Co-immunoprecipitation and kinase assay
293 cells were transfected with pSV-Tat in the presence or absence of F:HEXIM1 and cell extracts were prepared at 48 hrs after transfection. CycT1 was immunopurified from cell extracts (1 mg) using anti-CycT1 (H-245) (sc-10750, Santa Cruz). Input, immunoprecipited and flow through materials were used in western blottings using anti-cycT1, anti-HEXIM1 and anti-Tat, respectively. For kinase assays 293 cells were transfected with F:HEXIM1 and after 48 hr P-TEFb complex was immunopurified from cell extracts (1 mg) using anti-CycT1 (H-245) (sc-10750, Santa Cruz) as previously described [13, 15]. Briefly, whole cell extracts from mock and F:HEXIM1 transfected 293 cells were used in immunoprecipitations together with 40μl of slurry beads (protein G-Sepharose 4 Fast Flow, Amersham Biosciences) pre-adsorbed with anti-CycT1 and the interactions were carried out in buffer A for one hour at 4°C on a wheel. After extensive washes one half of the immunopurified materials was used in western blotting to ensure the presence of equal amounts of CDK9, HEXIM1 and CycT1, respectively.
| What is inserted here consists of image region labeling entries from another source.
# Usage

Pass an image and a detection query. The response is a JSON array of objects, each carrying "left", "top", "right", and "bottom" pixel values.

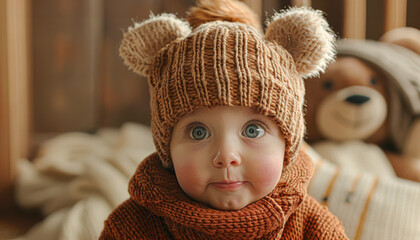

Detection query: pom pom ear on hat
[
  {"left": 120, "top": 14, "right": 191, "bottom": 76},
  {"left": 265, "top": 8, "right": 335, "bottom": 78}
]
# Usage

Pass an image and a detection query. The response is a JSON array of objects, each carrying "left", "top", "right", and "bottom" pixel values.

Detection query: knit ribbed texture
[
  {"left": 149, "top": 22, "right": 304, "bottom": 167},
  {"left": 120, "top": 7, "right": 334, "bottom": 168},
  {"left": 305, "top": 142, "right": 420, "bottom": 240},
  {"left": 100, "top": 153, "right": 347, "bottom": 239}
]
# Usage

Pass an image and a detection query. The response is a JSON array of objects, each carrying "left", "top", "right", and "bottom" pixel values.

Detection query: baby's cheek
[
  {"left": 175, "top": 162, "right": 202, "bottom": 195},
  {"left": 255, "top": 156, "right": 283, "bottom": 189}
]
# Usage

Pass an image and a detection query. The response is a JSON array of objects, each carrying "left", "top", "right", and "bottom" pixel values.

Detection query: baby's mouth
[{"left": 211, "top": 181, "right": 245, "bottom": 191}]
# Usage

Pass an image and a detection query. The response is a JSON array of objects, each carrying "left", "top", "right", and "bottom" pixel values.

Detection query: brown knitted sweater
[{"left": 100, "top": 152, "right": 347, "bottom": 240}]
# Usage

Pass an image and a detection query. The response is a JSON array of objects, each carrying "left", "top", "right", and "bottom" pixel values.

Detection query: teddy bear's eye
[
  {"left": 370, "top": 77, "right": 377, "bottom": 85},
  {"left": 322, "top": 80, "right": 333, "bottom": 90}
]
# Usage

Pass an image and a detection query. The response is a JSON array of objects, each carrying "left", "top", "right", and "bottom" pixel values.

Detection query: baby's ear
[
  {"left": 120, "top": 14, "right": 191, "bottom": 76},
  {"left": 265, "top": 8, "right": 335, "bottom": 78}
]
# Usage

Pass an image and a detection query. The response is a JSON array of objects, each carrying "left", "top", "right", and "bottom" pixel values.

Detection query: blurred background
[{"left": 0, "top": 0, "right": 420, "bottom": 238}]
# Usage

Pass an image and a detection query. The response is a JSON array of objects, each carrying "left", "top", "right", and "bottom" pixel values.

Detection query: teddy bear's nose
[{"left": 346, "top": 94, "right": 370, "bottom": 105}]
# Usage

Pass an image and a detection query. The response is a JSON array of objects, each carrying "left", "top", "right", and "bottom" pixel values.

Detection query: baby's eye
[
  {"left": 190, "top": 126, "right": 210, "bottom": 141},
  {"left": 243, "top": 124, "right": 265, "bottom": 138}
]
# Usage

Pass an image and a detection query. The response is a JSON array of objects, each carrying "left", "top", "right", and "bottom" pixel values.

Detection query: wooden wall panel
[
  {"left": 100, "top": 0, "right": 162, "bottom": 126},
  {"left": 33, "top": 0, "right": 102, "bottom": 133},
  {"left": 0, "top": 0, "right": 31, "bottom": 209}
]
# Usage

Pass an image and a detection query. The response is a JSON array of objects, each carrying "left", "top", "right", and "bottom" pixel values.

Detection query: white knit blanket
[
  {"left": 16, "top": 123, "right": 155, "bottom": 240},
  {"left": 13, "top": 123, "right": 420, "bottom": 240},
  {"left": 312, "top": 140, "right": 397, "bottom": 178}
]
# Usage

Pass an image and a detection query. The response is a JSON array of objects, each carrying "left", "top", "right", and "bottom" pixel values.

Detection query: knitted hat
[{"left": 120, "top": 1, "right": 334, "bottom": 168}]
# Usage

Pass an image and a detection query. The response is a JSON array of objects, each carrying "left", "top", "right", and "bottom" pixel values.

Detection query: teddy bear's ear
[
  {"left": 265, "top": 8, "right": 335, "bottom": 78},
  {"left": 120, "top": 14, "right": 191, "bottom": 76}
]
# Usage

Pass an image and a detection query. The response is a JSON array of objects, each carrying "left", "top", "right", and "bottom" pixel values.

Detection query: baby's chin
[{"left": 208, "top": 199, "right": 253, "bottom": 211}]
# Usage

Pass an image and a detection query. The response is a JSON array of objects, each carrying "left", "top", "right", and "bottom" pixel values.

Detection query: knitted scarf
[{"left": 100, "top": 152, "right": 346, "bottom": 239}]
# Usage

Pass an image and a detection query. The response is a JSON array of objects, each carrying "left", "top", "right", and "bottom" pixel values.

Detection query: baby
[{"left": 100, "top": 0, "right": 347, "bottom": 239}]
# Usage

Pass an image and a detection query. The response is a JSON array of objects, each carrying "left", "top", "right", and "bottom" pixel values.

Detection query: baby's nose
[{"left": 213, "top": 150, "right": 241, "bottom": 168}]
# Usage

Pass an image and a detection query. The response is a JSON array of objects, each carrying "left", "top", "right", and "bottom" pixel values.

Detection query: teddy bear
[{"left": 305, "top": 32, "right": 420, "bottom": 182}]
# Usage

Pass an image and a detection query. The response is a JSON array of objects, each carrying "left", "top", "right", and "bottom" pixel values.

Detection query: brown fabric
[
  {"left": 143, "top": 22, "right": 304, "bottom": 167},
  {"left": 100, "top": 152, "right": 347, "bottom": 239}
]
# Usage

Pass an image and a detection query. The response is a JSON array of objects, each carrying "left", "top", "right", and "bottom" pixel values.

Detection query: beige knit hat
[{"left": 120, "top": 1, "right": 334, "bottom": 168}]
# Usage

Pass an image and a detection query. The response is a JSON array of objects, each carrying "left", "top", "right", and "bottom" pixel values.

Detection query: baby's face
[{"left": 170, "top": 107, "right": 285, "bottom": 210}]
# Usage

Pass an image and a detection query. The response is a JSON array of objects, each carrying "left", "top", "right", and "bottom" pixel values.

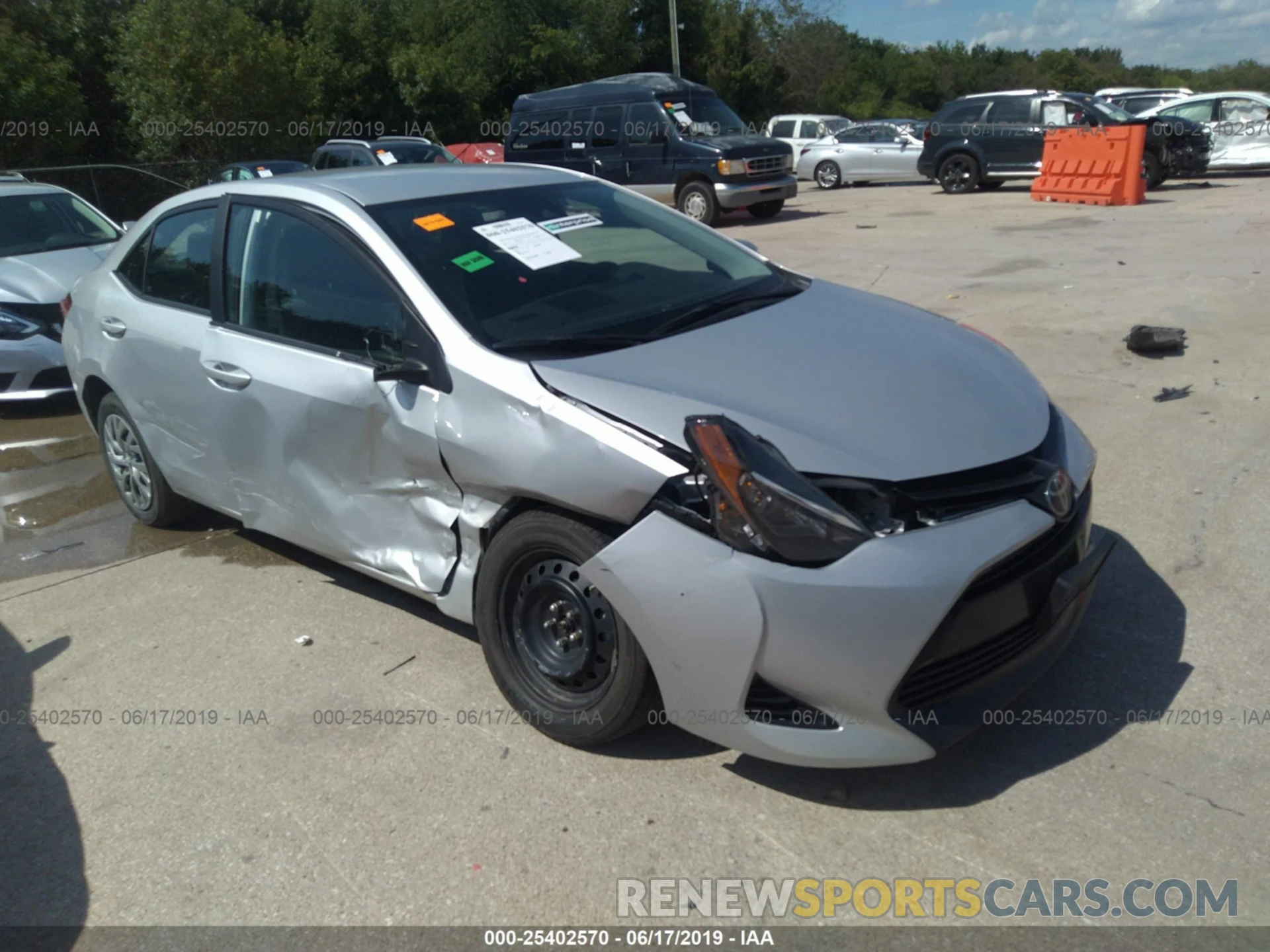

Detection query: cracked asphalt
[{"left": 0, "top": 175, "right": 1270, "bottom": 926}]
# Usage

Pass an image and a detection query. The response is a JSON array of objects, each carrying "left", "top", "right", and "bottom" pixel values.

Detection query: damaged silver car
[{"left": 65, "top": 164, "right": 1110, "bottom": 767}]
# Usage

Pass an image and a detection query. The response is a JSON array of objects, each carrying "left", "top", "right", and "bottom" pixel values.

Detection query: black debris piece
[
  {"left": 1152, "top": 383, "right": 1191, "bottom": 404},
  {"left": 1124, "top": 324, "right": 1186, "bottom": 354}
]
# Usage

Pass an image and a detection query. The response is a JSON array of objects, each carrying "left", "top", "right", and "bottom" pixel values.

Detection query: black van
[{"left": 503, "top": 72, "right": 798, "bottom": 225}]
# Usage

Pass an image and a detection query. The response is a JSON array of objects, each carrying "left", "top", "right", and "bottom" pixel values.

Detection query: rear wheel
[
  {"left": 745, "top": 198, "right": 785, "bottom": 218},
  {"left": 476, "top": 512, "right": 657, "bottom": 746},
  {"left": 97, "top": 393, "right": 192, "bottom": 526},
  {"left": 813, "top": 159, "right": 842, "bottom": 188},
  {"left": 675, "top": 182, "right": 719, "bottom": 227},
  {"left": 939, "top": 152, "right": 979, "bottom": 196}
]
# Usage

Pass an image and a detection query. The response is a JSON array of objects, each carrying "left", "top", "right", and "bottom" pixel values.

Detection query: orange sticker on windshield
[{"left": 414, "top": 214, "right": 453, "bottom": 231}]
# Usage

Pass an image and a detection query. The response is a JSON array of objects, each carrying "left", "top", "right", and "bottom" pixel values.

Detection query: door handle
[
  {"left": 203, "top": 360, "right": 251, "bottom": 389},
  {"left": 102, "top": 317, "right": 128, "bottom": 340}
]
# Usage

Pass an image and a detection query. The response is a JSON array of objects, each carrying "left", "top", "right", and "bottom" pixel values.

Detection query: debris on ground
[
  {"left": 384, "top": 655, "right": 418, "bottom": 674},
  {"left": 1124, "top": 324, "right": 1186, "bottom": 354},
  {"left": 18, "top": 542, "right": 84, "bottom": 563}
]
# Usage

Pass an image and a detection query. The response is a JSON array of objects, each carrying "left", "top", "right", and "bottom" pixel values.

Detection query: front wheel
[
  {"left": 675, "top": 182, "right": 719, "bottom": 227},
  {"left": 939, "top": 153, "right": 979, "bottom": 196},
  {"left": 745, "top": 198, "right": 785, "bottom": 218},
  {"left": 475, "top": 512, "right": 657, "bottom": 746}
]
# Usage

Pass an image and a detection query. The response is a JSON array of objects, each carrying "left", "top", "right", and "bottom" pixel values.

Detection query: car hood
[
  {"left": 0, "top": 243, "right": 114, "bottom": 305},
  {"left": 533, "top": 280, "right": 1049, "bottom": 481}
]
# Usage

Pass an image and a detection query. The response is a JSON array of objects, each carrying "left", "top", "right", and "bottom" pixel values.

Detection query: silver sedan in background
[
  {"left": 65, "top": 164, "right": 1113, "bottom": 767},
  {"left": 795, "top": 122, "right": 922, "bottom": 188}
]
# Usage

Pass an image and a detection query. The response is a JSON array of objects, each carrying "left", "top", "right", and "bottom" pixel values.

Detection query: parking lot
[{"left": 0, "top": 175, "right": 1270, "bottom": 926}]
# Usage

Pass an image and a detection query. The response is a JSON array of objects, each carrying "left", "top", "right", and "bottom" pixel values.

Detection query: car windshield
[
  {"left": 0, "top": 192, "right": 119, "bottom": 257},
  {"left": 368, "top": 182, "right": 805, "bottom": 354},
  {"left": 661, "top": 93, "right": 745, "bottom": 136},
  {"left": 1089, "top": 99, "right": 1136, "bottom": 122},
  {"left": 374, "top": 142, "right": 458, "bottom": 165}
]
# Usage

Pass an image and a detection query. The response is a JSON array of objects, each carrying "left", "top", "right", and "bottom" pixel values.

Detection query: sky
[{"left": 823, "top": 0, "right": 1270, "bottom": 69}]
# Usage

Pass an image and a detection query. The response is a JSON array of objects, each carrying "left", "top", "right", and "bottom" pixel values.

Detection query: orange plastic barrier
[{"left": 1031, "top": 126, "right": 1147, "bottom": 204}]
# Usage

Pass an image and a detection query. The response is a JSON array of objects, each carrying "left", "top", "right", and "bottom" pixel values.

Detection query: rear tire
[
  {"left": 97, "top": 393, "right": 193, "bottom": 527},
  {"left": 745, "top": 198, "right": 785, "bottom": 218},
  {"left": 475, "top": 510, "right": 657, "bottom": 746},
  {"left": 812, "top": 159, "right": 842, "bottom": 189},
  {"left": 939, "top": 152, "right": 979, "bottom": 196},
  {"left": 675, "top": 182, "right": 719, "bottom": 227}
]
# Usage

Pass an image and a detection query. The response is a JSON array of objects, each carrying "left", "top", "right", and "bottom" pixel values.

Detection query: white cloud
[{"left": 970, "top": 0, "right": 1270, "bottom": 69}]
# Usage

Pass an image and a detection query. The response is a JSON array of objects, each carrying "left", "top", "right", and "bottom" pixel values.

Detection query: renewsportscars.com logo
[{"left": 617, "top": 877, "right": 1240, "bottom": 919}]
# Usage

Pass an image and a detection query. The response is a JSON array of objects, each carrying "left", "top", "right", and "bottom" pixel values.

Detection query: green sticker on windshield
[{"left": 450, "top": 251, "right": 494, "bottom": 273}]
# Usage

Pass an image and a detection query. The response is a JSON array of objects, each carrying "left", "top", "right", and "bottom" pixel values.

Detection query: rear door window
[
  {"left": 591, "top": 105, "right": 622, "bottom": 149},
  {"left": 225, "top": 204, "right": 405, "bottom": 363},
  {"left": 142, "top": 207, "right": 216, "bottom": 312}
]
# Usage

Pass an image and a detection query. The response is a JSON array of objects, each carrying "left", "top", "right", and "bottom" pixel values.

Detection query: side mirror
[{"left": 374, "top": 357, "right": 437, "bottom": 387}]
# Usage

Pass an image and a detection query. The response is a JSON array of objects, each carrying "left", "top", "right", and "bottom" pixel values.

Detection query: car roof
[
  {"left": 0, "top": 179, "right": 73, "bottom": 196},
  {"left": 512, "top": 72, "right": 715, "bottom": 112},
  {"left": 187, "top": 163, "right": 585, "bottom": 207}
]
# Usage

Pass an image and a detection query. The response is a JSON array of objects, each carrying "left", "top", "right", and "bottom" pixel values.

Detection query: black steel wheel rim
[
  {"left": 944, "top": 159, "right": 970, "bottom": 192},
  {"left": 500, "top": 552, "right": 617, "bottom": 709}
]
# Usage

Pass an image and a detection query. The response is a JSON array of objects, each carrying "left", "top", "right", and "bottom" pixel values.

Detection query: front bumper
[
  {"left": 714, "top": 175, "right": 798, "bottom": 208},
  {"left": 583, "top": 490, "right": 1110, "bottom": 767},
  {"left": 0, "top": 334, "right": 71, "bottom": 401}
]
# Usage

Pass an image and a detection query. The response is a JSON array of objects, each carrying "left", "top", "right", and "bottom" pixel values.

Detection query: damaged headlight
[{"left": 683, "top": 416, "right": 872, "bottom": 565}]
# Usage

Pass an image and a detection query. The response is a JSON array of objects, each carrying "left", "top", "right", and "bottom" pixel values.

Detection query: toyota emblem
[{"left": 1044, "top": 469, "right": 1072, "bottom": 519}]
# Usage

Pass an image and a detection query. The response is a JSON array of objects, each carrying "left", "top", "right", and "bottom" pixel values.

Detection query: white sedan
[
  {"left": 796, "top": 122, "right": 922, "bottom": 188},
  {"left": 1143, "top": 93, "right": 1270, "bottom": 171}
]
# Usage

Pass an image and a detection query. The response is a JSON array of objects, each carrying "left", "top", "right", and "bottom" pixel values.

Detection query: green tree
[{"left": 110, "top": 0, "right": 312, "bottom": 161}]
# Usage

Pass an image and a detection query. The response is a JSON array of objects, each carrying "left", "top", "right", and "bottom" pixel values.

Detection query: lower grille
[
  {"left": 896, "top": 487, "right": 1092, "bottom": 709},
  {"left": 745, "top": 155, "right": 785, "bottom": 175},
  {"left": 30, "top": 367, "right": 71, "bottom": 389}
]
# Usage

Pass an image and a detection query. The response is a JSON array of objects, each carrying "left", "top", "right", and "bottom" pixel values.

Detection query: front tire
[
  {"left": 745, "top": 198, "right": 785, "bottom": 218},
  {"left": 675, "top": 182, "right": 719, "bottom": 227},
  {"left": 97, "top": 393, "right": 192, "bottom": 527},
  {"left": 475, "top": 510, "right": 657, "bottom": 746},
  {"left": 939, "top": 152, "right": 979, "bottom": 196}
]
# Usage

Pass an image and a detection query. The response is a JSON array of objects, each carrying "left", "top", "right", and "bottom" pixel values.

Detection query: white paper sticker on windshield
[
  {"left": 472, "top": 218, "right": 581, "bottom": 270},
  {"left": 538, "top": 214, "right": 603, "bottom": 235}
]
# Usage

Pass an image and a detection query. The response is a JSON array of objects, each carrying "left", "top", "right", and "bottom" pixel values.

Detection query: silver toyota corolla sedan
[
  {"left": 65, "top": 164, "right": 1110, "bottom": 767},
  {"left": 0, "top": 177, "right": 123, "bottom": 401}
]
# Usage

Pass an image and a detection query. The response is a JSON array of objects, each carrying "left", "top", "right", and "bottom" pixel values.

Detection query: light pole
[{"left": 671, "top": 0, "right": 679, "bottom": 76}]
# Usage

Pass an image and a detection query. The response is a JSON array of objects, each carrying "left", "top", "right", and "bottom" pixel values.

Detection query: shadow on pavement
[
  {"left": 728, "top": 537, "right": 1191, "bottom": 810},
  {"left": 0, "top": 626, "right": 87, "bottom": 952}
]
The remaining material was suspended and stirred at room temperature and split in two equal aliquots. One of the aliquot was treated with 10U of RNase A for 15 min at 30°C. Samples treated or not with RNase were stirred at room temperature for three minutes in 65 μl of buffer A containing [γ-32P]ATP (0,1 μCi/μl), 40 mM ATP, 0,1 μg/ml (YSPTSPS)4 peptide CTD4 (6, 8) and RNasin (40 U/ml). Aliquots (20 μl) of the suspension were mixed with SDS-PAGE loading buffer at intervals of three minutes to stop the reaction. The phosphorylated CTD4 substrate was separated on a 15% SDS-PAGE and visualized by radiography. Incorporation of [32P] into CTD peptide was quantified on a Bio-Rad phosphoimager.
We thank S. Murphy for 7SK snRNA plasmid. This work was supported by grants from Istituto Superiore di Sanità Programma Nazionale di Ricerca AIDS and from Italian Association for Cancer Research (AIRC) (L.L.), from Association pour la Recherche sur le Cancer, Agence Nationale de Recherche sur le SIDA (O.B.), and from the Galileo Italy-France exchange program (G.N.).